Lindsay Clancy was overmedicated on array of prescription drugs when she killed children, lawyer claims
The Massachusetts nurse accused of killing her three young children was taking an “absolutely staggering” amount of prescription medication that turned her into a “zombie”, her lawyer has claimed.
Lindsay Clancy, 32, is accused of strangling her children -- Cora, 5; Dawson, 3; and seven-month-old Callan -- before attempting to kill herself.
Lawyer Kevin Reddington told The Boston Herald that Ms Clancy was “an incredible mother” who had become trapped in a “living hell” of medications.
Mr Reddington also told the publication that a toxicologist had already examined the “unbelievable” amount of medications that he says Ms Clancy was taking at the time of the shocking incident.
“It’s absolutely staggering. She had homicidal and suicidal ideations” said Mr Reddington. “She was in a living hell and the husband did the best he could.”
Prosecutors say that Ms Clancy killed her children while their father left their Duxbury home to collect food on the evening of 24 January.
Ms Clancy is currently being treated in an unnamed hospital, where police say her condition is “improving.” She is set to be arraigned on Tuesday in Plymouth District Court, where she will appear via Zoom.
“She was a very sweet, loving mother,” added Mr Reddington, per The Herald. “There is no doubt she was an incredible mother … she was so loved with all the nurses she worked with at MGH (Massachusetts General Hospital) who said she always talked about her kids.”
Law enforcement officials have said they believed that Ms Clancy attacked her children before jumping out of a second-story window in their home. She was allegedly suffering from severe postpartum psychosis after giving birth to her youngest son.
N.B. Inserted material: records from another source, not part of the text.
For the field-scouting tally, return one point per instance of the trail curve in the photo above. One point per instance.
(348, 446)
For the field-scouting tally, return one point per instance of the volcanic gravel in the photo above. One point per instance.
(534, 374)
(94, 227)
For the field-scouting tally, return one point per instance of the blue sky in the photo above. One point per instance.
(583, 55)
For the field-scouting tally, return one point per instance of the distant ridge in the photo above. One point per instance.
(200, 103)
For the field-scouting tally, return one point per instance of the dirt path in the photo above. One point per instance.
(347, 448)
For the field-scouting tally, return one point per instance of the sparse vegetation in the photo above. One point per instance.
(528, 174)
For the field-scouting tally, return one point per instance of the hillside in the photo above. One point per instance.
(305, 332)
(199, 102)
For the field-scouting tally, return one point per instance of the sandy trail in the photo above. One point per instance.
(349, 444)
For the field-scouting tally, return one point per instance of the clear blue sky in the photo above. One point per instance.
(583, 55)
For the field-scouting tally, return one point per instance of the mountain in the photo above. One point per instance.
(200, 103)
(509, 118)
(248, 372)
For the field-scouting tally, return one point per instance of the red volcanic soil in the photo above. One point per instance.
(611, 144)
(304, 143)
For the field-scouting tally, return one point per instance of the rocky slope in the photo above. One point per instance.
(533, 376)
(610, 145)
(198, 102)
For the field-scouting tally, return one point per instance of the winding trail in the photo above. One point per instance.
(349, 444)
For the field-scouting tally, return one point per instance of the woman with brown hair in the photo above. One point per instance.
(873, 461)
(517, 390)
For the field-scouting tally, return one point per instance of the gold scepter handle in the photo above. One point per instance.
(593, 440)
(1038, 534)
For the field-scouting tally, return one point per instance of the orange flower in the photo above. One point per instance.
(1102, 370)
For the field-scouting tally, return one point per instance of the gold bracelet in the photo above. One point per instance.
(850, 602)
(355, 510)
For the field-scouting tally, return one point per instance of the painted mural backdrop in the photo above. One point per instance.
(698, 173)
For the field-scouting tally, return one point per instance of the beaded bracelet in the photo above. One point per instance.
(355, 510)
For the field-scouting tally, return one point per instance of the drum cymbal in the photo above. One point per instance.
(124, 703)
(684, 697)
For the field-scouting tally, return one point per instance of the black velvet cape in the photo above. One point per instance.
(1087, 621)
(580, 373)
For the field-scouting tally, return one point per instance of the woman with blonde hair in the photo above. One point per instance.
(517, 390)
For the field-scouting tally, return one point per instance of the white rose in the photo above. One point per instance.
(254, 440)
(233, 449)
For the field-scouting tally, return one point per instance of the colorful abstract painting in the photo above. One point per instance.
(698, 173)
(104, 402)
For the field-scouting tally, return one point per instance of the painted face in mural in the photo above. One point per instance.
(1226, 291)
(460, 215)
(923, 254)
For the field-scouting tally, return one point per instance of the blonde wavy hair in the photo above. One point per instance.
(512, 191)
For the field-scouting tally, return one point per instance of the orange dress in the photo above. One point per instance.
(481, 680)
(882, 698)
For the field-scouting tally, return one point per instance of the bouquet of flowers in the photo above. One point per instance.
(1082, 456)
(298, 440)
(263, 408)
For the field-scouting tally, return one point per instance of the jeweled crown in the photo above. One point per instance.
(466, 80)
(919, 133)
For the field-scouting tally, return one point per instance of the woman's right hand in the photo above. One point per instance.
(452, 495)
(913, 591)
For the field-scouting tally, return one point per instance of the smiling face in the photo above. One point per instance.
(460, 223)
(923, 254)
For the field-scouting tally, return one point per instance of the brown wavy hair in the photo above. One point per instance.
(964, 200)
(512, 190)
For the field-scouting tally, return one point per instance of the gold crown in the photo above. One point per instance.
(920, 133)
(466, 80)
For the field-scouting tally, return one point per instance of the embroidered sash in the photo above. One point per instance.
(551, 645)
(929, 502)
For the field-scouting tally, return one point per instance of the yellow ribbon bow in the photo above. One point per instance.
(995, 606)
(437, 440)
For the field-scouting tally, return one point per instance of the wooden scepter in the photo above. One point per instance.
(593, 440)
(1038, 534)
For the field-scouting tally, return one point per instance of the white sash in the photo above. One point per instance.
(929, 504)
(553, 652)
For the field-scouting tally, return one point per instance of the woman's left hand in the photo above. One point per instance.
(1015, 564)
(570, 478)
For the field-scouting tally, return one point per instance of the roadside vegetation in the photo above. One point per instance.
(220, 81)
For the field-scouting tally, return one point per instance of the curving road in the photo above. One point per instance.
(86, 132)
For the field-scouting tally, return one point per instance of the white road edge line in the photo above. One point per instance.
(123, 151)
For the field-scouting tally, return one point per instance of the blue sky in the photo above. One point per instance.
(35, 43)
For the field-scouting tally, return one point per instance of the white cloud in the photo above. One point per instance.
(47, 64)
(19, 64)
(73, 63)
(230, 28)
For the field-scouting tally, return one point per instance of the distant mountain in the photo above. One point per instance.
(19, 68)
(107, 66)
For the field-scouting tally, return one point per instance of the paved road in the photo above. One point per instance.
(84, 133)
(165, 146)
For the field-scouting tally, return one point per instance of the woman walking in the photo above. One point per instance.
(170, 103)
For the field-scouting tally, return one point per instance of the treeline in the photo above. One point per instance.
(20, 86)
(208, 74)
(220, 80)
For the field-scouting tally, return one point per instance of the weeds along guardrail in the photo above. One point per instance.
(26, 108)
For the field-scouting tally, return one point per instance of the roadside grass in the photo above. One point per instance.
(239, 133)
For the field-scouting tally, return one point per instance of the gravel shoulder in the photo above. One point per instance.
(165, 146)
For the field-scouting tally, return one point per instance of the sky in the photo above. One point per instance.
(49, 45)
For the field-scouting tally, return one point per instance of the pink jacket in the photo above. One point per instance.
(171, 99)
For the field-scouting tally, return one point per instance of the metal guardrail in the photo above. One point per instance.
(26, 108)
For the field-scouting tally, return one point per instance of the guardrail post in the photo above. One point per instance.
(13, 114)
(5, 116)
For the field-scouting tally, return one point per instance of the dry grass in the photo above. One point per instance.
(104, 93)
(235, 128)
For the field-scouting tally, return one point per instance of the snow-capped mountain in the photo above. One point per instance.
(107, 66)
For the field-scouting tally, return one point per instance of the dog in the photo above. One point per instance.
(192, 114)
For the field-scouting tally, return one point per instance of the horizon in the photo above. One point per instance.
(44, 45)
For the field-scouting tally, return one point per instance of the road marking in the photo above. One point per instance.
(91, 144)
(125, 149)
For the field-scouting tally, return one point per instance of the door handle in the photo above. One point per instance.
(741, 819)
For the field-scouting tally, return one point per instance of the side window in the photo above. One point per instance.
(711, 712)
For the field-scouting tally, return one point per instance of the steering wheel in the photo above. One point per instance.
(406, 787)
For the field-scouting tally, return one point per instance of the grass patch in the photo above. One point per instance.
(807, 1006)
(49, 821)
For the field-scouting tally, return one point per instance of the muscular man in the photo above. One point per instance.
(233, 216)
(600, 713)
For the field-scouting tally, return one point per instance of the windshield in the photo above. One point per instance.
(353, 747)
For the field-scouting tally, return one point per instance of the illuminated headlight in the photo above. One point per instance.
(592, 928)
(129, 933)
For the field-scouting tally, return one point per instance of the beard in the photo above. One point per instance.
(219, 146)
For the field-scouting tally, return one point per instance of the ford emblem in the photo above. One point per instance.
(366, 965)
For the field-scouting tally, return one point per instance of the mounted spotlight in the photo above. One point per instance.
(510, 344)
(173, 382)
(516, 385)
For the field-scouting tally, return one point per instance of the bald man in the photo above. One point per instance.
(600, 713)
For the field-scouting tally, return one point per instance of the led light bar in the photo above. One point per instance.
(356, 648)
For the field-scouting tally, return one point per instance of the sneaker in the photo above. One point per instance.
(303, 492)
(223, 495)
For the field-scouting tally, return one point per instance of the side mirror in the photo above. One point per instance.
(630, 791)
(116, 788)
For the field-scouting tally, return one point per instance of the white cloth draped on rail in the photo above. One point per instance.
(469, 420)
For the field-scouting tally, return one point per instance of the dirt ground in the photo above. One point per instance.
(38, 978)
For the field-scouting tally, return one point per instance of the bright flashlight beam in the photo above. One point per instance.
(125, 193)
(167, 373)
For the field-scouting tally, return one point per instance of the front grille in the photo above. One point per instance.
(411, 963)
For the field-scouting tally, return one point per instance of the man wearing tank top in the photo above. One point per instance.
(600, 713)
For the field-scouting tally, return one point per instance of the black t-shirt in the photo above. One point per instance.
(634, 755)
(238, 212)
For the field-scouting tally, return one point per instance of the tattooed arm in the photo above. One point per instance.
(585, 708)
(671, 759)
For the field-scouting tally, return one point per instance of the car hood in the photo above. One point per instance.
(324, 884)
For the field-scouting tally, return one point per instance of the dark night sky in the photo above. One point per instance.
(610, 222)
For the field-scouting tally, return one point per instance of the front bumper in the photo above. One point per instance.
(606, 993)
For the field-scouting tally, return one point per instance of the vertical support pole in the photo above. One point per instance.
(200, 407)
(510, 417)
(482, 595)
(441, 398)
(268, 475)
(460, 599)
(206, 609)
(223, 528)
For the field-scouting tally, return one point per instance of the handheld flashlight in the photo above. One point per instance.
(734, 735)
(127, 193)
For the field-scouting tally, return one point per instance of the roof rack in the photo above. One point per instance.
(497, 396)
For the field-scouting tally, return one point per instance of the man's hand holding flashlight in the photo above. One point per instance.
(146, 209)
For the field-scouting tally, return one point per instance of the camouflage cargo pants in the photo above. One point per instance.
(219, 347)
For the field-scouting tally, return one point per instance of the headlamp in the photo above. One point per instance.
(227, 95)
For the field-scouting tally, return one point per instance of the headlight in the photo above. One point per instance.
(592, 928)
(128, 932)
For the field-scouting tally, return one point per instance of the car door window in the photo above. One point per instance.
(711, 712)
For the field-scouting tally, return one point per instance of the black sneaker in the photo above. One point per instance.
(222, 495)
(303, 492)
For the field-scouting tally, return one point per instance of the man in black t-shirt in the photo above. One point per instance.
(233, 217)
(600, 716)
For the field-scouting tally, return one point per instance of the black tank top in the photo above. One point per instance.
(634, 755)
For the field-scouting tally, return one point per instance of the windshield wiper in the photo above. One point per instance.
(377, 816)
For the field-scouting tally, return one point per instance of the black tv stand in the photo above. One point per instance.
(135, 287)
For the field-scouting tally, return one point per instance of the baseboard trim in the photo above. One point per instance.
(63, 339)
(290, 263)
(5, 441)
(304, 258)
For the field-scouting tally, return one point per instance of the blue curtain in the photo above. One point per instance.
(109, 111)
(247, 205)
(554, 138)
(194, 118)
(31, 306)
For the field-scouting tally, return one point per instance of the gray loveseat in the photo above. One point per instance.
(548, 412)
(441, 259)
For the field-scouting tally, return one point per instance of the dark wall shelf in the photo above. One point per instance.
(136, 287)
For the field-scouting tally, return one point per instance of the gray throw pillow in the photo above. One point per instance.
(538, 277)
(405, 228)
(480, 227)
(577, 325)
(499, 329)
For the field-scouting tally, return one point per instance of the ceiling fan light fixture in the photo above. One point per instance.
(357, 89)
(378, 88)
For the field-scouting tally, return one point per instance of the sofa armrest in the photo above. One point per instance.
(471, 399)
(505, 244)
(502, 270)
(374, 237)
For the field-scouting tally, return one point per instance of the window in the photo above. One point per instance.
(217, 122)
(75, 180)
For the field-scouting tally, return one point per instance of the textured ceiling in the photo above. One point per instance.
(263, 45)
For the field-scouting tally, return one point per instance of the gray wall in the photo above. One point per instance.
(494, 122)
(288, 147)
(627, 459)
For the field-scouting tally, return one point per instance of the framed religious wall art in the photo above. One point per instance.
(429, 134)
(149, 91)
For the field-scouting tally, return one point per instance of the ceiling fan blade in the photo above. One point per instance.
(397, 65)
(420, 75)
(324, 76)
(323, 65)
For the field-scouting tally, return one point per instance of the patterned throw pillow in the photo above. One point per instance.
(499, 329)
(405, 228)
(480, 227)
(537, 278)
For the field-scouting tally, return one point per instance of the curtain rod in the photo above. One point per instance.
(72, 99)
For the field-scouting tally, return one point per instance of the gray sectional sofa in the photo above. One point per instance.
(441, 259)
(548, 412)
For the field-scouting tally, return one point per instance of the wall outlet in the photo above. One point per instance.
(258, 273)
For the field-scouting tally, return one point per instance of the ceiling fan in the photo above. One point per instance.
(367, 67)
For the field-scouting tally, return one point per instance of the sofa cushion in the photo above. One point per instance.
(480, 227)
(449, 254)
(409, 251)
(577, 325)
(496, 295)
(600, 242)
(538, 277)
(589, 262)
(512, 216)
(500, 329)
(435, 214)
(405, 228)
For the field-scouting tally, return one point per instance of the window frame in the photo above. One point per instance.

Officers responding to the scene found Ms Clancy and her children unconscious. Shortly thereafter, they issued an arrest warrant for Ms Clancy on two counts of murder, three counts of strangulation, and three counts of assault and battery with a deadly weapon. She may face more charges in the coming days.
Ms Clancy, who grew up in Wallingford, Connecticut and holds a degree from Quinnipiac University, worked as a labour and delivery nurse at Massachusetts General Hospital in Boston. Postpartum psychosis occurs in approximately 1 to 2 out of every 1,000 deliveries, according to Postpartum Support International. Risk factors include a previous psychotic episode and personal or family history of bipolar disorder.
Ms Clancy’s husband and father of the children, Patrick Clancy, last week wrote a heartbreaking letter to supporters asking people to understand the struggles his wife had endured.
“I want to ask all of you that you find it deep within yourselves to forgive Lindsay, as I have,” he wrote on a GoFundMe page that has raised more than $1m for medical and legal bills.
“The real Lindsay was generously loving and caring towards everyone — me, our kids, family, friends, and her patients,” Mr Clancy added. “All I wish for her now is that she can somehow find peace.”